2. The Penderwicks by Jeanne Birdsall
I’m cheating a little here, because this brilliant and sweet middle grade series about a family of four sisters is partially a homage to another favorite series of mine, the magical adventures by Edward Eager. The three books about the Penderwicks don’t  have magic, but they do have spunky characters, humor, and plenty of good old-fashioned coziness. According to Jeanne Birdsall’s website, there will be 5 Penderwicks books in all.

3. The Cahill Witch Chronicles by Jessica Spotswood
We interviewed Apocalypsie Jessica Spotswood a few months ago when her debut novel, Born Wicked, came out, and I’m already dying for the next book in the series. I’m guessing that, like their predecessor, the sequels will involve witchcraft, fancy dresses, and True Love. Hurry up and get here, 2013, so I can find out what happens next!
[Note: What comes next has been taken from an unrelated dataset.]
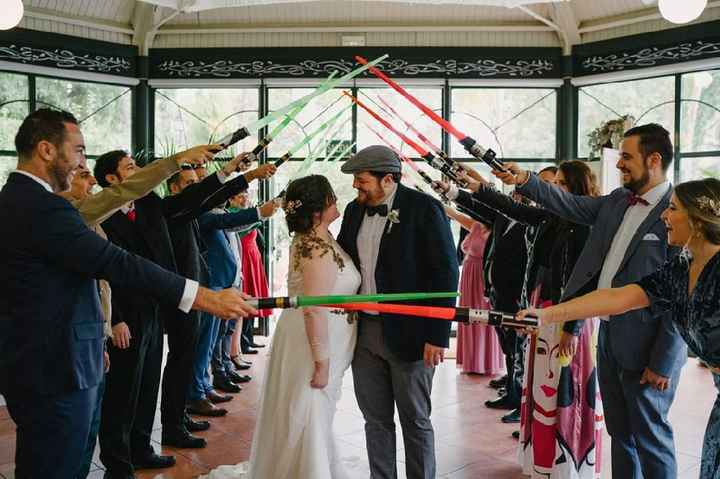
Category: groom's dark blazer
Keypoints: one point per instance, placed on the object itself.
(416, 254)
Three Classic Series You Shouldn’t Miss:

1. The Hall Family Chronicles by Jane Langton
How is this series out of print? The Diamond in the Window and its sequels are fun fantasy adventures that were some of my favorites growing up. I hope you’ll be able to find them in your library or at used bookstores if you haven’t read them yet.

2. Anastasia Krupnik by Lois Lowry
The Anastasia books are some of the funniest I’ve read, and I wish I lived next door to the Krupnik family. Anastasia pretends to own a sloop, color-codes her gerbils’ heads, accidentally signs up for tap-dancing lessons, dyes herself purple… you get the idea. Lots of people love Lois Lowry for The Giver and Number the Stars—and rightfully so—but her Anastasia series will always be my favorite.

3. The Enchanted Forest Chronicles by Patricia C. Wrede
Patricia C. Wrede has written many series, and all of them are fantastic, but if I absolutely had to pick a favorite, I think I’d pick this one. The first book, Dealing with Dragons, introduces us to Princess Cimorene, who runs away from her boring kingdom and horrible suitors to become assistant and chef to the dragon Kazul. The four books in the series are perfect for anyone who likes to laugh, or for anyone who likes to eat Cherries Jubilee.

If you’ve read any of these series, or if you have a favorite series of your own to recommend, please let me know in the comments.